Self-employed individuals face a higher contribution rate of 4.70% of their taxable income. This reflects the fact that there is no employer to share the cost. A freelancer or sole trader earning EUR 60,000 net would therefore pay EUR 2,820 per year in GHS contributions. This is a meaningful but manageable cost, especially compared to healthcare systems in countries like Germany or the Netherlands where social health contributions can reach 7–8% with income caps set at higher levels.
Passive income — dividends, interest, and rental income — is also subject to GHS at 2.65%. For a Non-Dom resident receiving EUR 100,000 in dividends from a Cyprus holding company, the GHS charge is EUR 2,650. This is the same rate that employees pay on salary.
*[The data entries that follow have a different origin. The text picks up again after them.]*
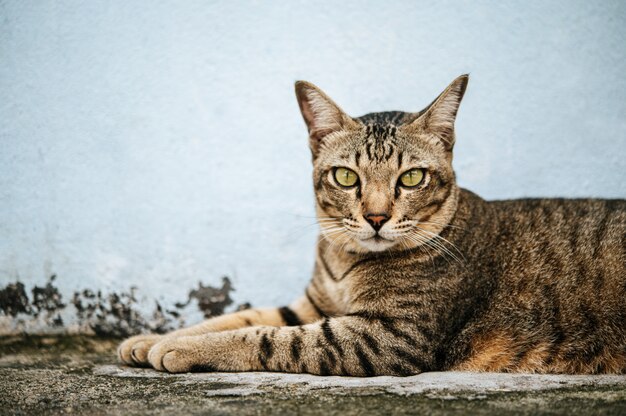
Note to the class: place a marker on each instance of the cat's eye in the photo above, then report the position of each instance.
(412, 178)
(346, 177)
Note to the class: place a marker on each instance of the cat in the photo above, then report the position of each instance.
(415, 274)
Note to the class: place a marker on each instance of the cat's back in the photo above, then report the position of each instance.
(560, 298)
(569, 237)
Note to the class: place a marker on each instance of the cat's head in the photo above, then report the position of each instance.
(383, 181)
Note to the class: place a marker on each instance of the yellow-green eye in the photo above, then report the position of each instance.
(412, 178)
(346, 177)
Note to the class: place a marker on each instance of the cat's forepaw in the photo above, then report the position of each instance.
(178, 355)
(134, 350)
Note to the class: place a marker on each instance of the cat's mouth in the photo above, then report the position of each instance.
(377, 243)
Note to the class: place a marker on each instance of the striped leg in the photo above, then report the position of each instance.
(134, 350)
(349, 345)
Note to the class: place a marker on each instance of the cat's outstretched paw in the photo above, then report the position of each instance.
(134, 350)
(179, 355)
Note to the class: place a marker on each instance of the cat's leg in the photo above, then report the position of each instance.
(134, 350)
(349, 345)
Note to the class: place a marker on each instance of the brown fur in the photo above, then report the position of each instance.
(449, 281)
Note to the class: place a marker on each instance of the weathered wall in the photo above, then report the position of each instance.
(158, 144)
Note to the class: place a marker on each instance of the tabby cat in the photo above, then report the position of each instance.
(415, 274)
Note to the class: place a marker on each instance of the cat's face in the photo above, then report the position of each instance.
(383, 181)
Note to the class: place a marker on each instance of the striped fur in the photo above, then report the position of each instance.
(450, 281)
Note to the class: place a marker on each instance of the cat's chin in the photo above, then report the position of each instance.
(376, 244)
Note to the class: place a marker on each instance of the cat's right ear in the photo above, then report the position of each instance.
(321, 115)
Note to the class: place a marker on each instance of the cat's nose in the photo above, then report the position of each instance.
(377, 220)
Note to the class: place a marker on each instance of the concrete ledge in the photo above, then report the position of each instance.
(80, 375)
(434, 384)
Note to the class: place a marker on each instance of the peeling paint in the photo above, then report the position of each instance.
(107, 314)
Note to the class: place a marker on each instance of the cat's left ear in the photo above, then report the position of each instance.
(438, 118)
(321, 115)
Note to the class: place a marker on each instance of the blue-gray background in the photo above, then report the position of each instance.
(159, 144)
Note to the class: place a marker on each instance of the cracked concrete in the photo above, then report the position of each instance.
(80, 375)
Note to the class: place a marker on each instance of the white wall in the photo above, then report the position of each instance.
(159, 144)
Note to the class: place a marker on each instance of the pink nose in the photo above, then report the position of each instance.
(377, 220)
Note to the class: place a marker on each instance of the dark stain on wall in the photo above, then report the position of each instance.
(112, 314)
(211, 300)
(14, 300)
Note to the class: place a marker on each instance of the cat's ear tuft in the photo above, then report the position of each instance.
(321, 115)
(439, 117)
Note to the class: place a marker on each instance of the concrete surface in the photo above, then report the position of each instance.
(79, 375)
(158, 144)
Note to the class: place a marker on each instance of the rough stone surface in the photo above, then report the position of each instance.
(79, 375)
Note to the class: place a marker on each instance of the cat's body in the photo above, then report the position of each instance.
(416, 276)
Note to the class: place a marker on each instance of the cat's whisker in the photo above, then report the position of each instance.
(437, 236)
(433, 241)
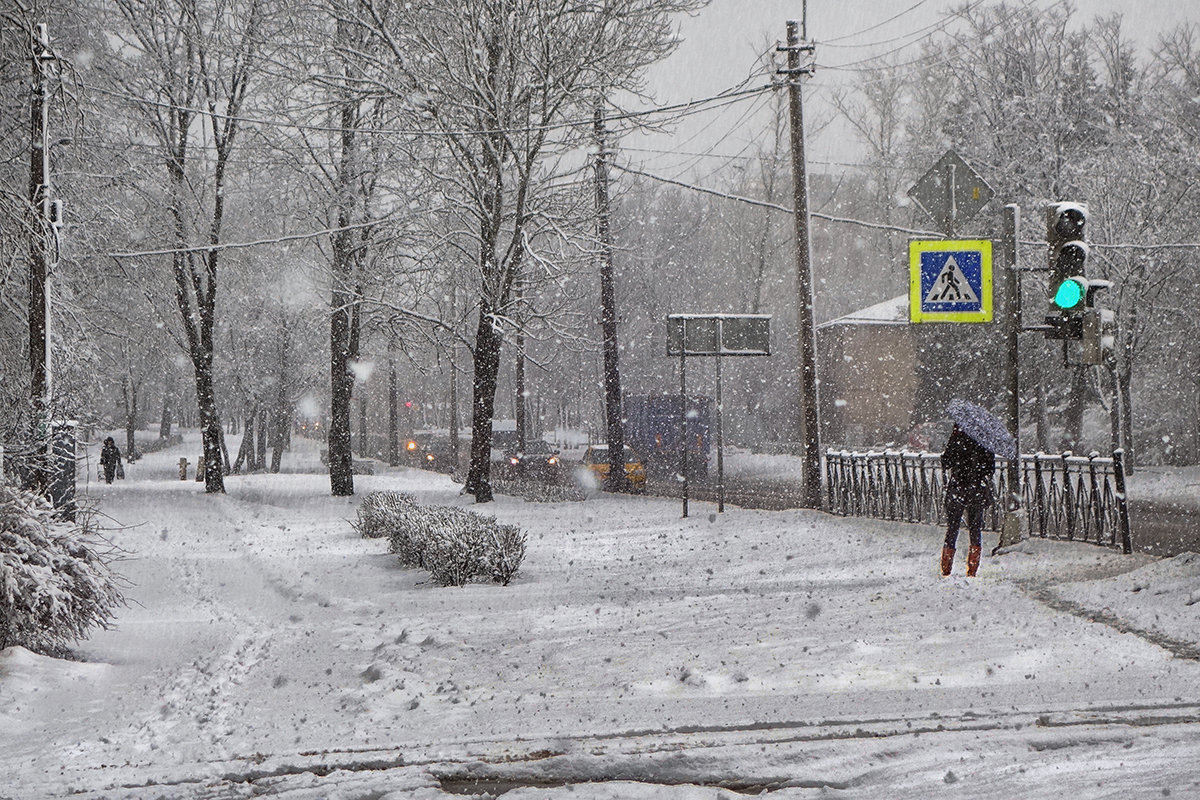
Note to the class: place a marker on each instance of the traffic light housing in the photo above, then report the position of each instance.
(1067, 253)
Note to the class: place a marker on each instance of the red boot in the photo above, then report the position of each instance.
(947, 560)
(973, 560)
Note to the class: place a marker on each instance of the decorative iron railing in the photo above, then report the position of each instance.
(1078, 498)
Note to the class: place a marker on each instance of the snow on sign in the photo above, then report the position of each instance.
(949, 281)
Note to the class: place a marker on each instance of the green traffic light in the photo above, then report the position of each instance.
(1068, 295)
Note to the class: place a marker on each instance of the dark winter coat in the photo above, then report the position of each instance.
(109, 456)
(971, 467)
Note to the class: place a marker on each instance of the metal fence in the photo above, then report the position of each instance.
(1077, 498)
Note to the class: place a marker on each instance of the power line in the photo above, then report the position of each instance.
(275, 240)
(924, 34)
(859, 32)
(685, 107)
(774, 206)
(863, 223)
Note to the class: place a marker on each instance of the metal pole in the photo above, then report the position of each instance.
(1122, 506)
(952, 204)
(1012, 230)
(720, 437)
(808, 404)
(683, 413)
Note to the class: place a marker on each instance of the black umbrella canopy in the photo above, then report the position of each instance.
(981, 425)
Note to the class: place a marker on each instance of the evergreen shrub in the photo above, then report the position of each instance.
(455, 545)
(382, 512)
(55, 576)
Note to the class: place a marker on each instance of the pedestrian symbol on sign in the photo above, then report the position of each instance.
(951, 286)
(951, 281)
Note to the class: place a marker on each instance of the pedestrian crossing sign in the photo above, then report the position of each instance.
(949, 281)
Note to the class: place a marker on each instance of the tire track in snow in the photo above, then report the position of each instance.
(631, 755)
(1047, 596)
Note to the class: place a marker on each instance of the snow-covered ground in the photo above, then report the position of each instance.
(268, 650)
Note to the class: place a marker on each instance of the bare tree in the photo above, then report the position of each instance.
(507, 85)
(189, 65)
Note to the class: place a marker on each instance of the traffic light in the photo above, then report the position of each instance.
(1069, 288)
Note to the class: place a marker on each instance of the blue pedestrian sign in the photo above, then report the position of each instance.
(949, 281)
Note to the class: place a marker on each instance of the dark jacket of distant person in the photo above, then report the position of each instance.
(971, 468)
(109, 458)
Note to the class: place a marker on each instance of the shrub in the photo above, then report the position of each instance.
(55, 581)
(455, 545)
(379, 511)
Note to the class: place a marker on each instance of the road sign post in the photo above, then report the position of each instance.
(713, 335)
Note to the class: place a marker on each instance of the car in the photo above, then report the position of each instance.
(534, 462)
(595, 461)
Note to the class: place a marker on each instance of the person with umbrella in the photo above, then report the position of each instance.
(970, 457)
(111, 459)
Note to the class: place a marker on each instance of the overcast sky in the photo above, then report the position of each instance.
(721, 43)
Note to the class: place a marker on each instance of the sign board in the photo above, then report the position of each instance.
(719, 335)
(949, 281)
(951, 192)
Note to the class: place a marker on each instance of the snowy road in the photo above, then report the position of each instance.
(271, 651)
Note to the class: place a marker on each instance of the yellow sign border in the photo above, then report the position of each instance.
(918, 246)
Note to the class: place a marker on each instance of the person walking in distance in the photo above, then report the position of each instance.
(109, 458)
(967, 492)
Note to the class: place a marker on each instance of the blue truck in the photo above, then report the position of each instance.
(652, 429)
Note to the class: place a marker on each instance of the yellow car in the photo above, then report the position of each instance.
(595, 459)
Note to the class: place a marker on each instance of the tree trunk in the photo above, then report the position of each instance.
(167, 411)
(341, 457)
(364, 445)
(264, 431)
(246, 450)
(519, 404)
(130, 391)
(210, 429)
(454, 386)
(487, 366)
(393, 409)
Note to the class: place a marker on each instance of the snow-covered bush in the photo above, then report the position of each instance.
(55, 579)
(455, 545)
(382, 511)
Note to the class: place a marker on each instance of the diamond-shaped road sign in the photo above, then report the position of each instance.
(951, 192)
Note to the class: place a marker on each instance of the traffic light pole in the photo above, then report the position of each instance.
(1008, 252)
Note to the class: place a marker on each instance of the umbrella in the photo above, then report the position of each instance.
(979, 423)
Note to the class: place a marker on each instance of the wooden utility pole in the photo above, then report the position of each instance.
(617, 480)
(808, 404)
(41, 228)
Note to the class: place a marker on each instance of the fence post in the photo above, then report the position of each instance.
(1122, 507)
(1068, 495)
(1039, 495)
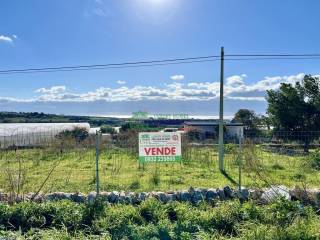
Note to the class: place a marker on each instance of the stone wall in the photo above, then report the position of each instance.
(193, 195)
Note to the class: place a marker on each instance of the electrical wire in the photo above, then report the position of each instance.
(163, 62)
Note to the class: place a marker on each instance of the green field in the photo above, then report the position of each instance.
(73, 169)
(153, 220)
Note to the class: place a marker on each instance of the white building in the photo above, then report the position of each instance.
(30, 134)
(210, 128)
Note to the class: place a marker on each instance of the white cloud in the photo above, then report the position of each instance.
(177, 77)
(121, 82)
(5, 39)
(52, 90)
(235, 88)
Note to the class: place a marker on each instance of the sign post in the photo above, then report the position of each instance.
(159, 147)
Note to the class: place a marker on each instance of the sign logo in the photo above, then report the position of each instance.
(159, 147)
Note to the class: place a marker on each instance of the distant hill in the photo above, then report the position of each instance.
(36, 117)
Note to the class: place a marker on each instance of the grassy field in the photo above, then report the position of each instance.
(73, 169)
(153, 220)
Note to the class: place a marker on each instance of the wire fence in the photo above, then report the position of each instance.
(48, 161)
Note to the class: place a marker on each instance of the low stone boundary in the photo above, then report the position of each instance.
(193, 195)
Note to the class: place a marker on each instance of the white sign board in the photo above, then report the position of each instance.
(159, 147)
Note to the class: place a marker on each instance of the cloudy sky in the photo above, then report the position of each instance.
(82, 32)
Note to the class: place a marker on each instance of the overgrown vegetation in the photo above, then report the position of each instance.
(74, 168)
(153, 220)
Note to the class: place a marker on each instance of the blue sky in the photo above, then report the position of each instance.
(39, 33)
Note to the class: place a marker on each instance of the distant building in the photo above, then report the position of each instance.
(33, 134)
(210, 129)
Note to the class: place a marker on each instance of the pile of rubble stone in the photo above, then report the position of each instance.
(193, 195)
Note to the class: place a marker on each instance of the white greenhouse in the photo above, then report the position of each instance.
(31, 134)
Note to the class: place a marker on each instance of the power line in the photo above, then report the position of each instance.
(274, 55)
(106, 65)
(163, 62)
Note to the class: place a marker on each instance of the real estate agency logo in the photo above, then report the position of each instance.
(175, 137)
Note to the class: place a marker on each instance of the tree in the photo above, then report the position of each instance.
(296, 108)
(249, 120)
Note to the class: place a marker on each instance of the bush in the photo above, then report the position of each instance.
(78, 134)
(107, 129)
(153, 220)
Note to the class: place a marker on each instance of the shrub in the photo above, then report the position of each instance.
(152, 211)
(78, 134)
(107, 129)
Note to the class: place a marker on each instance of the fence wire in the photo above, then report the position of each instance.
(47, 161)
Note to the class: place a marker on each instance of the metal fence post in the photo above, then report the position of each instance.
(240, 159)
(98, 135)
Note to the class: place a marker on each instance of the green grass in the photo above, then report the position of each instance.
(153, 220)
(120, 170)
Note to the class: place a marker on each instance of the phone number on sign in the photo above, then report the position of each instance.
(160, 159)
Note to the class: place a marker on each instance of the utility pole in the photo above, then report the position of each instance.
(98, 136)
(221, 146)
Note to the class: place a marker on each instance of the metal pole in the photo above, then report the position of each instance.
(221, 147)
(97, 161)
(240, 159)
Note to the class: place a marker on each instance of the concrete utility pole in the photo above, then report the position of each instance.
(221, 146)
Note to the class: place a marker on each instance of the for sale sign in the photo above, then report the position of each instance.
(159, 147)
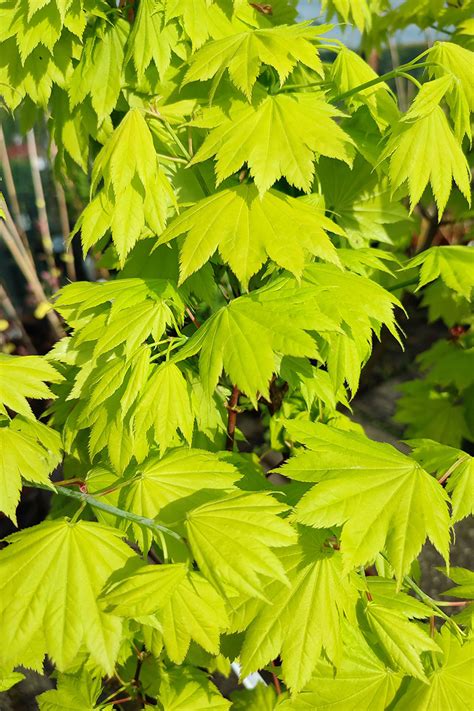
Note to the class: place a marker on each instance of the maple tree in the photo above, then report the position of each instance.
(250, 179)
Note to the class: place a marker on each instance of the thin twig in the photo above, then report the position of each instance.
(40, 201)
(232, 417)
(452, 468)
(85, 498)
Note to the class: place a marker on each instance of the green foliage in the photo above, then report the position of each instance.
(245, 170)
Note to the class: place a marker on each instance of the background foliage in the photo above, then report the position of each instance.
(263, 203)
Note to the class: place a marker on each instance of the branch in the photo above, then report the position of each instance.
(451, 469)
(232, 419)
(85, 498)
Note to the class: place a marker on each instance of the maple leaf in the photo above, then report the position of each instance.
(135, 190)
(254, 520)
(420, 143)
(242, 55)
(453, 264)
(429, 413)
(402, 640)
(99, 72)
(250, 229)
(388, 505)
(25, 377)
(455, 61)
(183, 602)
(73, 692)
(178, 475)
(360, 202)
(304, 619)
(353, 11)
(29, 450)
(167, 386)
(151, 39)
(242, 337)
(186, 688)
(276, 135)
(440, 459)
(362, 681)
(349, 71)
(49, 584)
(450, 686)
Pensioners receiving pensions from Cyprus or abroad also contribute 2.65% of pension income. The system is designed to be broad-based, capturing most forms of income received by residents.
The EUR 180,000 Annual Cap on Passive Income
One of the most important planning details for entrepreneurs and investors is the annual GHS cap that applies to passive income categories: dividends, interest, and rental income. GHS contributions on these income types are capped at a base of EUR 180,000 per year. This means the maximum GHS you will ever pay on dividends and interest combined is EUR 4,770 (EUR 180,000 × 2.65%), regardless of how large your dividend distributions are.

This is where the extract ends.